IM s’engage à offrir la gratuité du transport en commun aux étudiants, aux aînés et aux parents accompagnés de jeunes enfants.

IM s’engage à éliminer les 200 inspecteurs de la STM, qui contrôlent la validité des titres de transport. La perception étant déjà assurée par les chauffeurs et les changeurs, ces contrôles sont superflus.

IM s’engage à refaire le réseau routier et à revamper le transport en commun en collaboration avec l’équipe du gouvernement du Québec qui travaille sur le dossier de l’électrification des transports.

IM s’engage à pourvoir les nouveaux autobus d’air conditionné.

IM s’engage à aménager des aires de pratique pour les planchistes.

IM s’engage à installer des grands tableaux où les jeunes pourront s’exprimer dans le genre : « Avant de mourir, je veux… »

IM s’engage à promouvoir le covoiturage et à mettre sur pied avec Québec la Régie du covoiturage du Québec.

IM s’engage à instaurer des bornes de péages sur les ponts donnant accès à Montréal et à offrir le péage gratuit pour tout véhicule ayant au moins trois personnes à bord.

IM s’engage à prendre soin des itinérants en mettant à leur disposition plus de travailleurs de rue, qui les soutiendront dans leur processus d’autonomisation et l’atteinte des objectifs qu’ils se sont eux-mêmes fixés et de mettre fin au profilage dont ils sont victimes.

IM s’engage à mettre sur pied un espace où s’exprimeront les artistes en art visuel et les graffitistes.

IM s’engage à obliger les promoteurs d’immeubles à condos à vendre 15 % de leurs unités à prix abordable à des familles voulant s’installer à Montréal.

IM s’engage à abolir P6 et à amnistier les manifestants.

IM s’engage à donner les moyens au SPVM de bien combattre le crime organisé.

IM s’engage à diminuer les contraventions.

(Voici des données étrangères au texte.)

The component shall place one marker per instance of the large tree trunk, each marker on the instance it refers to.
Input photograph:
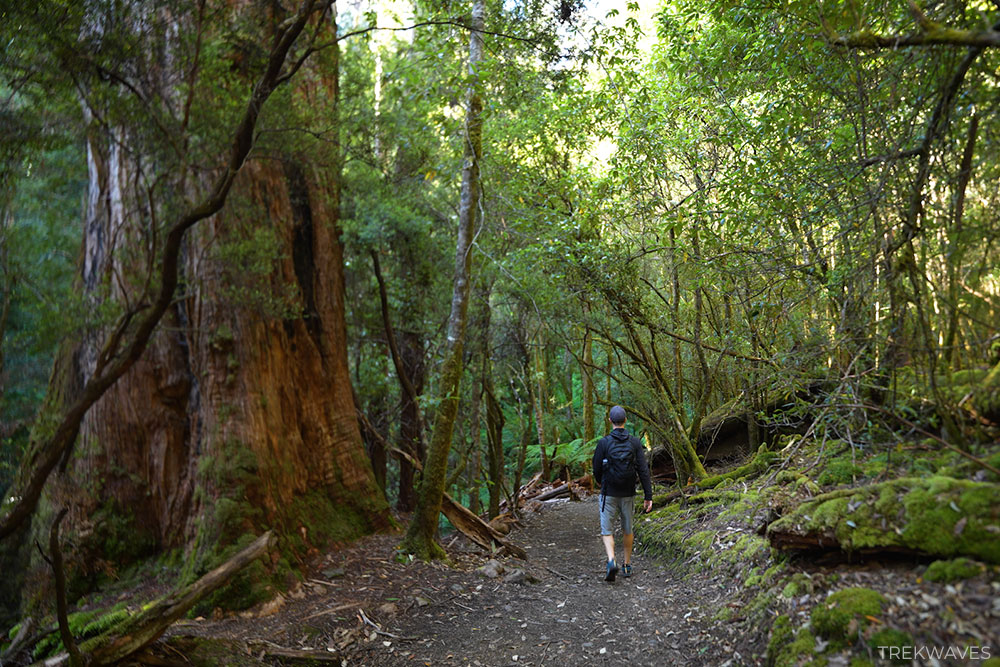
(240, 415)
(423, 526)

IM s’engage à discuter avec le fédéral pour reprendre le contrôle du Port de Montréal et de donner la consigne au SPVM de combattre la contrebande.

IM s’engage à augmenter le budget accordé à la culture de 13 M $ à 20 M $.

 
 


Volet économique


 

Deux mains sur le volant. Une à gauche et une à droite

La position d’Intégrité Montréal relativement à la gouvernance :

Selon moi, le parlementarisme est complètement dépassé. Certes, cette institution avait sa raison d’être au 19e siècle quand la radio et la télévision n’existaient pas, mais avec le temps, ce lieu de débats s’est transformé en théâtre burlesque. Je prône la démocratie transparente, c’est-à-dire de filmer et de diffuser toutes les décisions et dépenses de budgets. Cette nouvelle approche favoriserait l’action et l’efficacité. Par ailleurs, Big Brother, qui est omniprésent dans notre société, devrait aussi surveiller nos élus. Les candidats de mon parti Intégrité Montréal sont d’accord pour qu’on épie leurs moindres faits et gestes.

À New York, il y a 51 élus, à Toronto, 45 et à Montréal, 103. Depuis le début de ma campagne, je me suis engagé à réduire le nombre d’élus à 31 (en comptant le maire) et je veux centraliser le pouvoir dans la ville-centre. Évidemment, il faudrait avoir l’aval de Québec pour y arriver, mais je suis convaincu que le gouvernement québécois va collaborer avec nous de façon à rendre la métropole plus facilement gouvernable. Québec et Longueuil ont réduit le nombre d’élus de façon significative. Je propose l’abolition des mairies d’arrondissements et la nomination de 30 élus répartis de la façon suivante : deux par arrondissement comptant 80 000 résidents et plus et un seul dans les autres arrondissements sauf Pierrefonds-Roxboro, qui est officiellement bilingue, où il y aurait deux élus, un francophone et un anglophone.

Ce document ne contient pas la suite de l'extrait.